Cuando marchamos, en cada marcha, o asistimos a cada acto, en el cual se recuerda a los compañeros detenidos desaparecidos por aquella que hoy esperamos que haya sido  la última dictadura fascista, conducida y amparada por el complejo militar con el apoyo de los sectores más retrógrados de nuestra sociedad civil y de la iglesia, siempre surge el llamado.
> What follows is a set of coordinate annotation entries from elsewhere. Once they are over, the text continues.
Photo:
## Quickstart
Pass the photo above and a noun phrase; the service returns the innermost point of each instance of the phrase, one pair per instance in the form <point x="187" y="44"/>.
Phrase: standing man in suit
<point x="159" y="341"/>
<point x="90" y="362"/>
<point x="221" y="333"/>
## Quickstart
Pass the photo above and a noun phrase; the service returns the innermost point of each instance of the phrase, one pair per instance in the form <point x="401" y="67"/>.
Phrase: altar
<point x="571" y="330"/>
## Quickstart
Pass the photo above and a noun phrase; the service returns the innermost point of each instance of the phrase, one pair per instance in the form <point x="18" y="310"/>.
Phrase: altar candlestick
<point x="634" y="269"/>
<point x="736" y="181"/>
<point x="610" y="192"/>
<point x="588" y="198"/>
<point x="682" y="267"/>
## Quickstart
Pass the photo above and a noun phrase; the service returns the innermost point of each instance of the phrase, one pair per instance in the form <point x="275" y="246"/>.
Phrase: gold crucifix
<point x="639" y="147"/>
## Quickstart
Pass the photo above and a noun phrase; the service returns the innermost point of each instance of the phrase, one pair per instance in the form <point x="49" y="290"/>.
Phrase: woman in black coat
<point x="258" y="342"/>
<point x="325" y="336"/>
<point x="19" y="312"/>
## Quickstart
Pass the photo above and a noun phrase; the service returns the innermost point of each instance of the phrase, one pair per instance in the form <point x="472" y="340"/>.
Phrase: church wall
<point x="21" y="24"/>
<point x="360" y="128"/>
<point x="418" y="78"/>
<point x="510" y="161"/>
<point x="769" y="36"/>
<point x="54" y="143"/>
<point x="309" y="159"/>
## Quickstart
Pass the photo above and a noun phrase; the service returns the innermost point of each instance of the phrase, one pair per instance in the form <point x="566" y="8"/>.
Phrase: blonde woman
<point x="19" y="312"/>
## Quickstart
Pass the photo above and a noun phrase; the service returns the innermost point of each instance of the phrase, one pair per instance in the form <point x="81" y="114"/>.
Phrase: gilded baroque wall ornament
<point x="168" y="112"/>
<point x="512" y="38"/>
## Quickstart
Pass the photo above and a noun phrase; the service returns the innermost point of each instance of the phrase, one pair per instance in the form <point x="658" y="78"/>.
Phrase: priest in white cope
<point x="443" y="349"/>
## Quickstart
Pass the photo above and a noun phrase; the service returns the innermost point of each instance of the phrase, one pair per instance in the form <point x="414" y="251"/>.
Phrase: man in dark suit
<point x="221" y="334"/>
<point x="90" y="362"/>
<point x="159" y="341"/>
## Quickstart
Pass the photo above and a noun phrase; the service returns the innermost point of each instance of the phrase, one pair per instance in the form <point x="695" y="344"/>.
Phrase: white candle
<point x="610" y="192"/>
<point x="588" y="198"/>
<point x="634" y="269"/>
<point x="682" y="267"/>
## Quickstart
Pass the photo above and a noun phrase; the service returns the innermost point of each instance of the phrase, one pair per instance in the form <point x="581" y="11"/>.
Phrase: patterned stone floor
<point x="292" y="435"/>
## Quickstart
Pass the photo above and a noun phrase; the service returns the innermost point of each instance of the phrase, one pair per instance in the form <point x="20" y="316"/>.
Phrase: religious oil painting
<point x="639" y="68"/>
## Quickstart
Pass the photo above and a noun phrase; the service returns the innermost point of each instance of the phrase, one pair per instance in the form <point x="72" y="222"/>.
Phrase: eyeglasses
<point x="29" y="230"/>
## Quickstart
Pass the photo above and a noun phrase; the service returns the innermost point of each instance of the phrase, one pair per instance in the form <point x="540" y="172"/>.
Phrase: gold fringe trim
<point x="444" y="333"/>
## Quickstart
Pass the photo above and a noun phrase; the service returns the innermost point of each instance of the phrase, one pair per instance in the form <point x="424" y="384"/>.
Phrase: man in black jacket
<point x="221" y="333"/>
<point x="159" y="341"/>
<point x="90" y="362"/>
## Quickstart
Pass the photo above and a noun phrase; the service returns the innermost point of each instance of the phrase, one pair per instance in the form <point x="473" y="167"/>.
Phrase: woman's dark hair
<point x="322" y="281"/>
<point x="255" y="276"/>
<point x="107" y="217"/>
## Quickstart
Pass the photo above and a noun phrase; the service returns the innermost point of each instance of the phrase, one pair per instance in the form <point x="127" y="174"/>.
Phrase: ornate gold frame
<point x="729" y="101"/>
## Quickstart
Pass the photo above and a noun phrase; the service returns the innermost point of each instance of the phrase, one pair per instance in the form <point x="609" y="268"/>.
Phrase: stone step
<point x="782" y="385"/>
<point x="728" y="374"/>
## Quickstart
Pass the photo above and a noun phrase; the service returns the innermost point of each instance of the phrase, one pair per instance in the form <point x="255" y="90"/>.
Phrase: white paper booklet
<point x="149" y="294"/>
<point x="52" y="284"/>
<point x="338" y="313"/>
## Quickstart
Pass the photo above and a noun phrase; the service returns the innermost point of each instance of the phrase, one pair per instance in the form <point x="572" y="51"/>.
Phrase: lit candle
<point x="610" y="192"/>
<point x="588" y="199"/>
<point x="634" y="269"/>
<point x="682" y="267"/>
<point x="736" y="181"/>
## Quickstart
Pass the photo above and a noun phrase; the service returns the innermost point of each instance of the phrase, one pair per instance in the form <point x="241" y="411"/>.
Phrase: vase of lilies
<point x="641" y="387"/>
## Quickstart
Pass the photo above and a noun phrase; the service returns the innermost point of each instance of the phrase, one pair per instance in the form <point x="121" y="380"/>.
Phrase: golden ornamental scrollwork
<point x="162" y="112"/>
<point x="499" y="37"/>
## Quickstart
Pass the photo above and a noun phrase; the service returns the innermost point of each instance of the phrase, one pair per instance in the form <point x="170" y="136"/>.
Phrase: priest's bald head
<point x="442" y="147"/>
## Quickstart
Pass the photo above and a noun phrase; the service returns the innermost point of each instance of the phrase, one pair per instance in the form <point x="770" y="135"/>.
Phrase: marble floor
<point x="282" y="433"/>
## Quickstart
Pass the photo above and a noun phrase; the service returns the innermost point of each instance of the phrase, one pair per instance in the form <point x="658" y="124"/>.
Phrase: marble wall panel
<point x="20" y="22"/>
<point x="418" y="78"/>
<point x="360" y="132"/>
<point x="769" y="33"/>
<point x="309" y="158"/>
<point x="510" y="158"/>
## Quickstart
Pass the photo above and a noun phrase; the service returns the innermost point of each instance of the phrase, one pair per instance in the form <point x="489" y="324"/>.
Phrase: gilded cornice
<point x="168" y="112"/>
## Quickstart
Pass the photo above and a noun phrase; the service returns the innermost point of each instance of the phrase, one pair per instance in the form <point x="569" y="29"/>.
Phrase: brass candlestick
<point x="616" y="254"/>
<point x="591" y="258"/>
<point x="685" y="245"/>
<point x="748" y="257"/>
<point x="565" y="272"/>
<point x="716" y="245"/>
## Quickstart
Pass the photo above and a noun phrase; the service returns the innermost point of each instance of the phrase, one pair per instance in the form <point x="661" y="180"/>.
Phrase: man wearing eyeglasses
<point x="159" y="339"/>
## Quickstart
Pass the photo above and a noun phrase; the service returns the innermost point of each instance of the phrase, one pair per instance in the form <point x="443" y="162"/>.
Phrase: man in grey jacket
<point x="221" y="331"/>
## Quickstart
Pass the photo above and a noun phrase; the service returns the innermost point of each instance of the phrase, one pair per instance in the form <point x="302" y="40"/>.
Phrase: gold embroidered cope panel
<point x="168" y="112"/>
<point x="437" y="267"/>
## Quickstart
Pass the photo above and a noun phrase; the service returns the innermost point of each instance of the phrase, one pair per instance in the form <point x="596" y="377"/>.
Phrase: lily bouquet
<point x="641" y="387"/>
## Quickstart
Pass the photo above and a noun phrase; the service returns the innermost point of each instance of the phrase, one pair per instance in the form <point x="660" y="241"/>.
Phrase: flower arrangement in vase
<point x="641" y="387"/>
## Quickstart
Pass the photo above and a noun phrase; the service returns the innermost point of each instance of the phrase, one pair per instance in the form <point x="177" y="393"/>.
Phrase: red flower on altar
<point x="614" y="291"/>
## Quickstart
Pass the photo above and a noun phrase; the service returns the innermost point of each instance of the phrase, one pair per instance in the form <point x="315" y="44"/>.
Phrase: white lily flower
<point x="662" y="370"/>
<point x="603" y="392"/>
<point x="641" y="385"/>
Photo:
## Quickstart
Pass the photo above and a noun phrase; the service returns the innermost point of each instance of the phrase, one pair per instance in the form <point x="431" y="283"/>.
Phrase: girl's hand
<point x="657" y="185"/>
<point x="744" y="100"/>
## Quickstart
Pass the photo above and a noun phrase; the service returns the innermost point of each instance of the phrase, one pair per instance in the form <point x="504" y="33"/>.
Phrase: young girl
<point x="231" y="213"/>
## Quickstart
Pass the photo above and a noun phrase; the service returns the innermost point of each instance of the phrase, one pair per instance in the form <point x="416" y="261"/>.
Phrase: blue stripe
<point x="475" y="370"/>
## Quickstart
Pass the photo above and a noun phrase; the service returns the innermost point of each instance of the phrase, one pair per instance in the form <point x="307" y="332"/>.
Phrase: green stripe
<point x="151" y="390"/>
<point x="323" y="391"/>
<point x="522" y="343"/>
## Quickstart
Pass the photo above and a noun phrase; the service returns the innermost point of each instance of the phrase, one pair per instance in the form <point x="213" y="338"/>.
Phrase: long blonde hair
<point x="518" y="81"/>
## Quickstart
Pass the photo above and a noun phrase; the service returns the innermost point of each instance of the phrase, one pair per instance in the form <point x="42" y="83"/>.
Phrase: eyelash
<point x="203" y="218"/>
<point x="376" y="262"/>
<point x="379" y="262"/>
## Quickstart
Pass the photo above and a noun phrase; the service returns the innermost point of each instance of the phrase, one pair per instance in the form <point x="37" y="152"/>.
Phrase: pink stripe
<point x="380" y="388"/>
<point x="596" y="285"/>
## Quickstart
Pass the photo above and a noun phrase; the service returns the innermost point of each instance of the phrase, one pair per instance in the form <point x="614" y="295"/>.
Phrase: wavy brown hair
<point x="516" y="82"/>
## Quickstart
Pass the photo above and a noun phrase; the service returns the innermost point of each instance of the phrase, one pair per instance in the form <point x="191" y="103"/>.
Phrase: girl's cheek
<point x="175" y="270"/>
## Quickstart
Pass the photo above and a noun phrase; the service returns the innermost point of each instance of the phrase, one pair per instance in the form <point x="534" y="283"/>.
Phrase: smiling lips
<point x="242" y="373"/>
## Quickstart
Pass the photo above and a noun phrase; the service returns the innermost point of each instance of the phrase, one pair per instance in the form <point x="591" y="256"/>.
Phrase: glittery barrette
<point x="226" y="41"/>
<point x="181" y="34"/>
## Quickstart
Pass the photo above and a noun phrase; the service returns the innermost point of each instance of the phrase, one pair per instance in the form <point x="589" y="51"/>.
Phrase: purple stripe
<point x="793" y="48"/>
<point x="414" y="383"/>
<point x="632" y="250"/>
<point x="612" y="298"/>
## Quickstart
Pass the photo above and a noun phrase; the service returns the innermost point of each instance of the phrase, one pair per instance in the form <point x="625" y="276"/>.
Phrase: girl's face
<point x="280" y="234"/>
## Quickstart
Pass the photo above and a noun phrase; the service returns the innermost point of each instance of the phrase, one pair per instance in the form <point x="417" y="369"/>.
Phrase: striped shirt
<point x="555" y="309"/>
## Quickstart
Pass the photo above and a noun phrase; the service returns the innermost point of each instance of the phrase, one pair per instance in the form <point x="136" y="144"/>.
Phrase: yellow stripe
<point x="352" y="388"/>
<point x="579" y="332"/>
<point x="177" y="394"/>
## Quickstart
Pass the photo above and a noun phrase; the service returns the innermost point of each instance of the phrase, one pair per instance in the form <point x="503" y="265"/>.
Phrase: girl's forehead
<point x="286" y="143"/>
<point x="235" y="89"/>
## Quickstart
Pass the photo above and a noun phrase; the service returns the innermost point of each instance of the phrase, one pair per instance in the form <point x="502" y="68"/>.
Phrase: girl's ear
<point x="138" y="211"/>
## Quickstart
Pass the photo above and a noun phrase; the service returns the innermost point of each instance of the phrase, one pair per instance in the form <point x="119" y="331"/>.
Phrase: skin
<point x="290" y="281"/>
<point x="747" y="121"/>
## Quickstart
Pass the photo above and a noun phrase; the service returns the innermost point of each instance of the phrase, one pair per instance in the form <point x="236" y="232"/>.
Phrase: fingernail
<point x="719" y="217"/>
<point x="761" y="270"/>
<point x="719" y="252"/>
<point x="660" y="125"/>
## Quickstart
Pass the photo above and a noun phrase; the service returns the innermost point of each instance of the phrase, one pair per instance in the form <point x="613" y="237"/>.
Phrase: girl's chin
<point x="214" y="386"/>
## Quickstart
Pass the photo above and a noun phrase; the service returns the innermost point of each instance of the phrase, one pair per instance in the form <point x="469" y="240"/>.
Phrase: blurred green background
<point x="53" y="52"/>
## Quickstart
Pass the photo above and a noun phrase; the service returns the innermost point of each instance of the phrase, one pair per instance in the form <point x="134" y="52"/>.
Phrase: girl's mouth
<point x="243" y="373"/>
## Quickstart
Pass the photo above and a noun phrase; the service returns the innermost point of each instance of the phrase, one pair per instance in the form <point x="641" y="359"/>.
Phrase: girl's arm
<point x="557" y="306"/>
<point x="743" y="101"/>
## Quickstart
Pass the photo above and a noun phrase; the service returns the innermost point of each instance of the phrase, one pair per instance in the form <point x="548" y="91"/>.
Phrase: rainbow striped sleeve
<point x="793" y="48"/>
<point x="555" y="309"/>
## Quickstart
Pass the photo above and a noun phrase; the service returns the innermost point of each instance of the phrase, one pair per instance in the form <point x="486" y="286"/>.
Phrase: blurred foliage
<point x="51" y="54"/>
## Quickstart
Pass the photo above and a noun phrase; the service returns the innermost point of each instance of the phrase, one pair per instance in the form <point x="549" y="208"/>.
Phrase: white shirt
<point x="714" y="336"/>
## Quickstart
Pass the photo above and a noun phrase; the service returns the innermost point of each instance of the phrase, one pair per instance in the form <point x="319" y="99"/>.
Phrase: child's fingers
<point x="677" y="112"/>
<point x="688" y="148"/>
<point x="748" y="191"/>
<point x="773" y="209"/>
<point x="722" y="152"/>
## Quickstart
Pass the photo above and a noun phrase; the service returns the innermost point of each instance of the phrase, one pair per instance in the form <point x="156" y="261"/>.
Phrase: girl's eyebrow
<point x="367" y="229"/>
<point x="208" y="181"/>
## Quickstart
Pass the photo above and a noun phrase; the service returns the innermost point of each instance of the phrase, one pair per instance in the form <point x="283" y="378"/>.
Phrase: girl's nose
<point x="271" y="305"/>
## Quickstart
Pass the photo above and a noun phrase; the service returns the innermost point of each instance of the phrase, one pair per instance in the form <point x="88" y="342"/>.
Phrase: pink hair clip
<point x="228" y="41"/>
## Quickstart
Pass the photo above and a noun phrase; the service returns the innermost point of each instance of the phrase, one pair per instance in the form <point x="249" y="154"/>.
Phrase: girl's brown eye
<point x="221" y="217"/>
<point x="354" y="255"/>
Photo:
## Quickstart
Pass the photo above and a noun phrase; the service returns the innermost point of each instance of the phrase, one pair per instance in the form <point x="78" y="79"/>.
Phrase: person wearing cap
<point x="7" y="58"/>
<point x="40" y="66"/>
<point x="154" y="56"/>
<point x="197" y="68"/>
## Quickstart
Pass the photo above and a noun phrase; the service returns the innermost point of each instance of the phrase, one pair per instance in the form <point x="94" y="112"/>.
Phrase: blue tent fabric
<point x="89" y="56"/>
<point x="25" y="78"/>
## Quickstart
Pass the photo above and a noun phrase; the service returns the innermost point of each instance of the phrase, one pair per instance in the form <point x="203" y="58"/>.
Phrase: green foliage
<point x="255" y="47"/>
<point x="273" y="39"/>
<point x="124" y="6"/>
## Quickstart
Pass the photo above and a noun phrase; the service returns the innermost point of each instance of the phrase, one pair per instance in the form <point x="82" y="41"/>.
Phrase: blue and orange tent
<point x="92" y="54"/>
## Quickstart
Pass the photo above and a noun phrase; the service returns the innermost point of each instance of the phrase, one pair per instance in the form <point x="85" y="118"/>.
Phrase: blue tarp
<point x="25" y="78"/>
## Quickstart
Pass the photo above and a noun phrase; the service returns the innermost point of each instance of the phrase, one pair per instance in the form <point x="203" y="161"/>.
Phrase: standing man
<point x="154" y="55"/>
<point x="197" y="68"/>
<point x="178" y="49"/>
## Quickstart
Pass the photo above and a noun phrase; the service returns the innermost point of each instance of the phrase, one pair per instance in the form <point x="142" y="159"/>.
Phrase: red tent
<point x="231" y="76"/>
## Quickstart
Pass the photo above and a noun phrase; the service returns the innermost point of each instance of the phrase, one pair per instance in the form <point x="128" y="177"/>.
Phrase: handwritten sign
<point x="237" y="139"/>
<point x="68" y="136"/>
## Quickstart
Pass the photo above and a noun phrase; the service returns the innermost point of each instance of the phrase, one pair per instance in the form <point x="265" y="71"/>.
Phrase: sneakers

Treinta mil compañeros detenidos desaparecidos, presentes, ahora y siempre, es este mucho más que un llamado, es mucho más que un recuerdo.
Este es el reconocimiento de su presencia actual en la lucha por una sociedad más justa, esa misma lucha que provocó sus desapariciones físicas, pero que fue solo un capítulo en la batalla en la que nunca fueron derrotados, en la que nunca fuimos vencidos.

Porque solo se vence a los que dejan de luchar, solo se derrota a los que aceptan asumir una derrota. Y ni aquellos a los que hoy homenajeamos, ni nosotros, los que hoy hacemos este acto de homenaje dejamos de luchar, podemos asumir el dolor, pero no vamos a asumir ninguna derrota.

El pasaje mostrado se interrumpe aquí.